Damage to virtually any part of the nervous system may be reflected in
gait. An antalgic gait, or the limp caused by pain is familiar to any
practitioner. Patients with unilateral weakness may favor one side, and if the
weakness is spastic (i.e., from upper motor neuron damage) the patient may
hold the lower limb stiffly. S/he will drag the weak limb around the body in a
"circumducting" pattern. A staggering or reeling gait (like that of the drunk)
is suggestive of cerebellar dysfunction. Generally, the patient with true
vertigo will tend to fall to the one side repeatedly (especially with the eyes
closed). A patient with foot drop will tend to lift the foot high (steppage
gait). Hip girdle weakness often results in a "waddle," with the hips shifting
toward the side of weakness when the opposite foot is lifted from the floor
(of course if both sides are weak the hips will shift back and forth as they
take each step). Patients with Parkinson's disease often have difficulty
initiating gait. The steps are usually short though the gait is narrow-based. If
severe, the patient may be propulsive (they may even fall). Patients who are
"glue footed" (sliding their feet along the ground rather than stepping
normally) may be suffering from damage or degeneration of both frontal
lobes or the midline portion of the cerebellum. When damage to these areas
is severe the patient may be severely retropulsive (tending to fall over
backwards repeatedly). Dorsal column injury may result in a gait in which
the patient "stamps" his or her feet, and usually also needs to look at the
feet in order walk. Patients with painful neuropathy of the feet may walk as
if they are "walking on eggs" and patients with spinal stenosis may walk
with a stooped posture (a "simian" posture).
Disorders of the motor systems
The reflection of motor system disease depends on the particular part of the
motor system that is involved. Here we will discuss the characteristic
deficits produced by each level of the motor system.
Muscle disease (see Chapt. 12)
Typically, muscle disease (myopathy) has its earliest and greatest effects on
proximal musculature. There is little atrophy (until very late) and deep-
tendon reflexes are decreased only in proportion to the weakness. Certain
metabolic myopathies may result in cramping due to the fact that energy is
required to relax muscles and myotonia may also produce difficulty in
relaxation. There are no sensory changes in myopathy.
Neuromuscular disease (see Chapt. 12)
Myasthenia gravis is the prototypical neuromuscular disease. This condition
results from autoimmune damage to acetylcholine receptors, which results
in inefficient neuromuscular transmission. Initial contraction is strong but
during sustained contraction, depletion of neurotransmitter results in
progressive weakness. This can be seen during tonic actions (like simply
holding up the eyelids or maintaining the arms out in front) or in actions
that require sustained activity (like talking or swallowing a meal). For
further information see Chapt. 12.
Lower motor neuron (LMN) disease (see Chapt. 12)
These conditions occur due to damage to the anterior horn cells, the ventral
roots or the peripheral nerves anywhere along their course to the muscles.

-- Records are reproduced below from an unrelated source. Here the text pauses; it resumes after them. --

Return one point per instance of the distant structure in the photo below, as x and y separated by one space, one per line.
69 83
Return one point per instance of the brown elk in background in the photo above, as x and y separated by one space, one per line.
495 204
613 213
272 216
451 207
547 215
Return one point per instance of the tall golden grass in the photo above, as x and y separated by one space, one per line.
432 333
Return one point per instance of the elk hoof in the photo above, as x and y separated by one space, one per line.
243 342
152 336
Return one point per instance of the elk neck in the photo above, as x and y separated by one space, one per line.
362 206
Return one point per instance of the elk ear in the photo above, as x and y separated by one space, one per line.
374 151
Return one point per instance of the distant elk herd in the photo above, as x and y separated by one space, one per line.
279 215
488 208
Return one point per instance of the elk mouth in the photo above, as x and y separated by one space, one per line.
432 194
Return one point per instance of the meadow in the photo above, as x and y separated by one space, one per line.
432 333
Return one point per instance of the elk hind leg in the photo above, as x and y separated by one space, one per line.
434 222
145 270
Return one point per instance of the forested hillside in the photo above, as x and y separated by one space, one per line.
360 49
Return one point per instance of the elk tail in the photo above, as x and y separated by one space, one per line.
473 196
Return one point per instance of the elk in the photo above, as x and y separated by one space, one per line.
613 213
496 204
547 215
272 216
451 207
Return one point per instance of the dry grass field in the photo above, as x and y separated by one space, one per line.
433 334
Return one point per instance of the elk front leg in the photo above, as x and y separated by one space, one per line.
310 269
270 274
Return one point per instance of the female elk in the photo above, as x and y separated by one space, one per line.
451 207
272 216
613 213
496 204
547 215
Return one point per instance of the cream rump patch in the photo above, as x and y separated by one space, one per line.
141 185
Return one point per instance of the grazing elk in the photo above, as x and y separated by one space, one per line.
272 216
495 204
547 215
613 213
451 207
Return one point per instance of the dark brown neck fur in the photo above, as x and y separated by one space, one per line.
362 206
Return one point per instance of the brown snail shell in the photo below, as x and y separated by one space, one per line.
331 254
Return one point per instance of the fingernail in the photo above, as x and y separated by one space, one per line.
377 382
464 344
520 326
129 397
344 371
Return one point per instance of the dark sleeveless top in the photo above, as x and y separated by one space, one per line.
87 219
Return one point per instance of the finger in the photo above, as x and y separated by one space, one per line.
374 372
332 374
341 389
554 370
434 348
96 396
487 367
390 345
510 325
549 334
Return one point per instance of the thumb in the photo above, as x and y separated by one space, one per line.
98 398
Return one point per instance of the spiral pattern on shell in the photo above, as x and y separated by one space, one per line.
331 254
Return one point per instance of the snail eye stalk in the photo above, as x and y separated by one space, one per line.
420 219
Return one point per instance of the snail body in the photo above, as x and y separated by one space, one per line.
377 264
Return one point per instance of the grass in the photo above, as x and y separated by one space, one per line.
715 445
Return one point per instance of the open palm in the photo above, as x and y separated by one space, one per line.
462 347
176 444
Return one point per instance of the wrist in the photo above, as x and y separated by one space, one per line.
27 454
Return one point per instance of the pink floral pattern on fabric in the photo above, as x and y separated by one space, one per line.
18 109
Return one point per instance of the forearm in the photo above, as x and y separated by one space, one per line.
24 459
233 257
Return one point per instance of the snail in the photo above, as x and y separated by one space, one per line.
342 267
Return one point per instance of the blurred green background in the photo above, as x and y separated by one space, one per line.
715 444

In the majority of cases, the weakness is distal. The best explanation for the
predominantly distal weakness in neuronal disease is that longer motor (also
sensory) nerve fibers are more exposed and vulnerable to the many
processes that damage nerve. An exception to this rule is the diffuse
polyneuropathy of Guillain-Barre syndrome (presumed to be an autoimmune
process). In this case weakness may begin in the proximal muscles and this
is presumable because the primary damage to nerves is occurring quite
proximally (near the nerve root level).
LMN disease results in weakness in the muscles connected with the
affected nerve fibers. Understanding of the distribution of nerves and nerve
roots to the individual muscles is essential to correct interpretation (Table
10-5). Additionally, there is atrophy (after the first week or two following an
acute injury) that is out of proportion to simple disuse. Furthermore,
reflexes are usually affected quite early and severely. This is because most
conditions that damage LMNs also damage sensory nerve fibers that
represent the afferent limb of the muscle stretch reflex. Finally, when there
is damage to LMNs in peripheral nerves, there is often an accompanying
sensory loss that can aid in diagnosis of the nerve that is involved.
Upper motor neurons (UMN)
Historically, this has been associated with the corticospinal (pyramidal)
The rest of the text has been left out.